Philip Moore and Beth Tacular were an item. And then they weren't. But now they are again. And The Clearing was made after the two got back together. Cheesy love story? Well, the album is far from it.
The album is also the product of Moore and Tacular's new perspective on their circumstance and surroundings after Tacular experienced a near death illness. Fittingly written in the open, expansive woods with minimal distraction, The Clearing is Bowerbirds clearing their slate and starting anew with fresh ideas. Not only does each track have a clear, structured storyline, the album as a whole explores various directions, venturing into many realms with interesting results.

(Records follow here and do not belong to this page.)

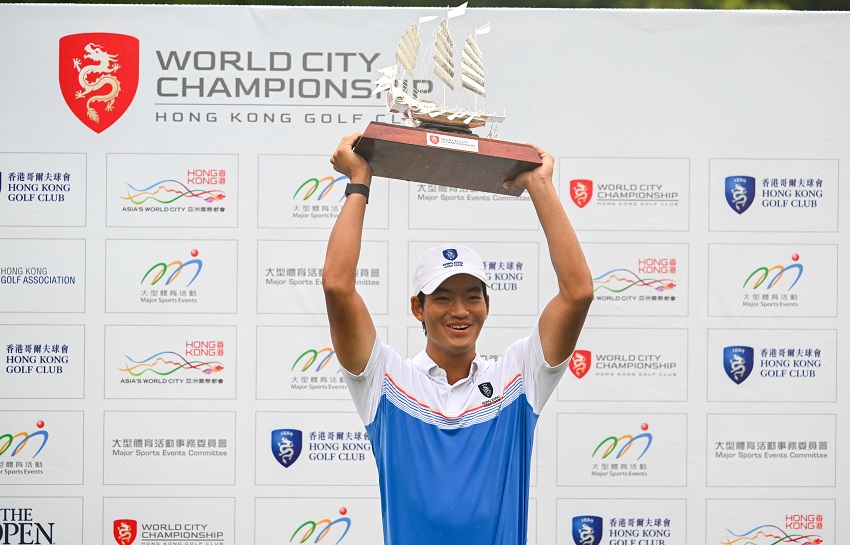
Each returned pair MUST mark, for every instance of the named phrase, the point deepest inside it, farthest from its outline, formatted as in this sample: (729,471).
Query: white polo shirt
(454,460)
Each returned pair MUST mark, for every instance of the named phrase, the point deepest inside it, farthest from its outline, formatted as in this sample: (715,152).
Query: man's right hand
(346,161)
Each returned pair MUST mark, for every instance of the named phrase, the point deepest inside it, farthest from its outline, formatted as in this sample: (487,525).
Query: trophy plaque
(436,145)
(441,158)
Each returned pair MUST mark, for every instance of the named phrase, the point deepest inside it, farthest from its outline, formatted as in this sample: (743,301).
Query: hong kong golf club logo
(738,362)
(740,191)
(581,191)
(98,76)
(286,446)
(587,530)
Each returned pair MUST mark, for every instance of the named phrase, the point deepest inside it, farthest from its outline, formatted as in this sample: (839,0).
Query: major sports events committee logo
(740,192)
(171,271)
(125,531)
(286,446)
(587,530)
(98,76)
(625,443)
(23,442)
(774,275)
(581,192)
(319,198)
(738,362)
(322,528)
(317,189)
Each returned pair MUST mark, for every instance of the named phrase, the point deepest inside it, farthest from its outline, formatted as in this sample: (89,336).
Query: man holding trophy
(452,434)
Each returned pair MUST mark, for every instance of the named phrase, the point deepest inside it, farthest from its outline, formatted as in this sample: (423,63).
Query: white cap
(441,262)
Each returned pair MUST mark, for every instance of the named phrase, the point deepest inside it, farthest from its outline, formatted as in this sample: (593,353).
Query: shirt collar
(425,364)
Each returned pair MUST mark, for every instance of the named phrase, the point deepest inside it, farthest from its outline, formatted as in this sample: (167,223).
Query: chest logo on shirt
(286,446)
(486,389)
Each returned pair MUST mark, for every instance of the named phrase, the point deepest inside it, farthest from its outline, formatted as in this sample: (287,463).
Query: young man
(452,434)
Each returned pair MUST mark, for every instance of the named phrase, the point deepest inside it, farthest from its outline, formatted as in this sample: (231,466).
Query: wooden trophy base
(443,158)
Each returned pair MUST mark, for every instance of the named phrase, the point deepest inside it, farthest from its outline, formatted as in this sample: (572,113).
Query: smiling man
(452,434)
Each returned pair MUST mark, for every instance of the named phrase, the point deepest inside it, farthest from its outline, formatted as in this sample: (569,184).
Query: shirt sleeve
(365,388)
(538,377)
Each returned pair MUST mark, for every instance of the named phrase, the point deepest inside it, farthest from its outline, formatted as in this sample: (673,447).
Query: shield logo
(740,192)
(486,389)
(124,531)
(98,76)
(738,362)
(587,530)
(581,191)
(580,363)
(286,446)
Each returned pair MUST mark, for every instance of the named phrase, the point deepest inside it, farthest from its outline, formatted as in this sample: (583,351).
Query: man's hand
(346,161)
(533,179)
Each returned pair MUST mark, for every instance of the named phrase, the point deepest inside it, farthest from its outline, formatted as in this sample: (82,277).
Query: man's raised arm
(352,330)
(562,319)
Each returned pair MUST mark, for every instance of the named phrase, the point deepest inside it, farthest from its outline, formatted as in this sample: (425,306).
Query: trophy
(436,145)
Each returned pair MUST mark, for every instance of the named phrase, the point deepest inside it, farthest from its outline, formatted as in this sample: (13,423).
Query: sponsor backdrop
(166,197)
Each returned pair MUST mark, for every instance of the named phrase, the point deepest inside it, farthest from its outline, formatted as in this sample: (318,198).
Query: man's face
(454,315)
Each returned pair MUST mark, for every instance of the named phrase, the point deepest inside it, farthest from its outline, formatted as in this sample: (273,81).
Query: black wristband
(362,189)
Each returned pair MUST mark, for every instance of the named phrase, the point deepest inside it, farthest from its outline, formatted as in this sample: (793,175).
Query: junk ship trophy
(436,145)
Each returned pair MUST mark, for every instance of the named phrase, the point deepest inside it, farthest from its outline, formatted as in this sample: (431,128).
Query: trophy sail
(437,145)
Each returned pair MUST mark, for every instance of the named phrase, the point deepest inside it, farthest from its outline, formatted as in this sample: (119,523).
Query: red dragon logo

"Tuck the Darkness In" is a warm welcome opening track. Swells of harmonies build up to an already established chorus with lush orchestral sound. The track also hints at what awaits in the rest of the album: multi-layered tracks that unfold from a small bud to a complex creature in several stages. "In the Yard" and "Stitch the Hem" both notably pull this off with the incorporation of well-layered orchestral leads and motifs.
However, it's the the climactic peak of the album, "This Year," that epitomizes The Clearing. With a slow crescendo, Moore's vocals float over a simple, lonesome guitar that starts out with an ambiguous tonality of a seemingly minor key. "Just come down from a high fever," Moore sings, alluding to hurdles in his real life. A hollow, rich drum provides a firm foundation for the instrumental layering that follows, cutting out to a short break almost devoid of time before hitting again with full force to usher in an all-mighty chorus. Yet, the track ends again on Moore's sole voice, now over a driving piano progression with an established key signature in a major key.
Another standout, "Hush," exhibits another great feature of The Clearing: simply well-composed delivered on an array of instruments that complement each other beautifully. Tacular heads the vocals on this one, providing a choir of warm harmonies. A wonderfully playful guitar solo dances over an off-kilter beat before Tacular's chorus takes over in a skip-happy (slightly hobbling step with the offbeat time signature), driving race to the finish.
But the stars of the album might be the simpler letters of endearment, heavily influenced by Moore and Tacular's rekindled relationship. Moore sings "Yes, we had some scrapes / but now it's right" in "Overcome with Light" and in the even more sparse album closer "Now We Hurry On," he sings, "We thought we had forever / and now we hurry on. / And what we miss, we miss / And what we see is what we get," referring to the couples' new outlook after a traumatic experience. The latter ends on a tinkering of piano blips that resembles a minimalist sparkling of a reflection of the rest of the album. Contrasting the richer orchestral swells earlier on, the track brings everything full circle back to the simple guitar strums of the opening track to conclude Bowerbirds' third LP on a note of closure.